Just recently, Trump’s campaign decided to bar The Washington Post from covering his campaign events because of the Post’s supposed “inaccurate coverage.” The Post once regarded Nixon as a “sinister force,” and it will spare no effort when it comes to Trump. The joint attack of American media outlets will certainly make Trump reconsider his actions.
Allies Are Concerned Policy Change Will Go Too Far
This year is not 1797, nor is it 1919, but since 1945, the United States has continued to build an international machine — with itself as the engine and the control panel. America’s exit may plunge this machine into chaos and simultaneously provide a variety of extremist groups a rare opportunity to bend the world to their will. While the international machine continues to grow, so do its parts. Many of these parts (regional organizations) require special attention and no substitute would be as powerful a control panel as Washington. For the sake of America’s safety and world peace, it must establish collective safety relationships with other countries. America’s secession from these relationships will only increase the number of threats. In other words, allies are concerned policy changes will go too far.

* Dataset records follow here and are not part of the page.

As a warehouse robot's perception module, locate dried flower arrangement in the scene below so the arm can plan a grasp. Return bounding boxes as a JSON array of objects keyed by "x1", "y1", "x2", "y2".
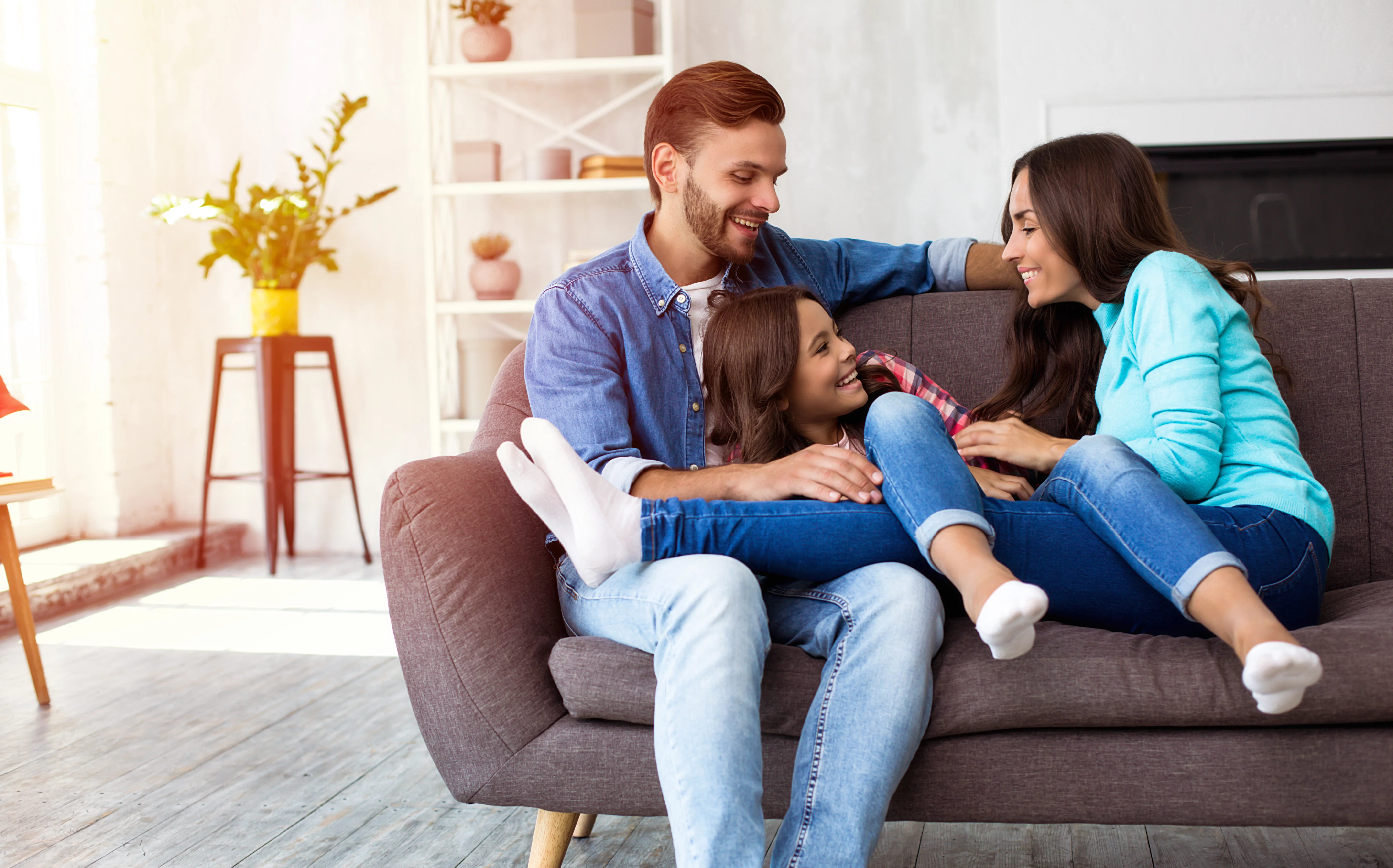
[
  {"x1": 450, "y1": 0, "x2": 513, "y2": 25},
  {"x1": 469, "y1": 234, "x2": 513, "y2": 259},
  {"x1": 149, "y1": 93, "x2": 397, "y2": 290}
]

In short, regardless of how likely Trump is to change foreign policy, his ability is greatly limited. Even if he bursts like a bull into the china shop that is U.S. foreign relations and suppresses American interest groups with his unconventional system, he will only be bashing his way around for four years. Of course, four years of destruction may take 40 years to recover.
The author is Peace and Development co-director for the U.S. Carter Center – International Institute of Xi’an Jiaotong University.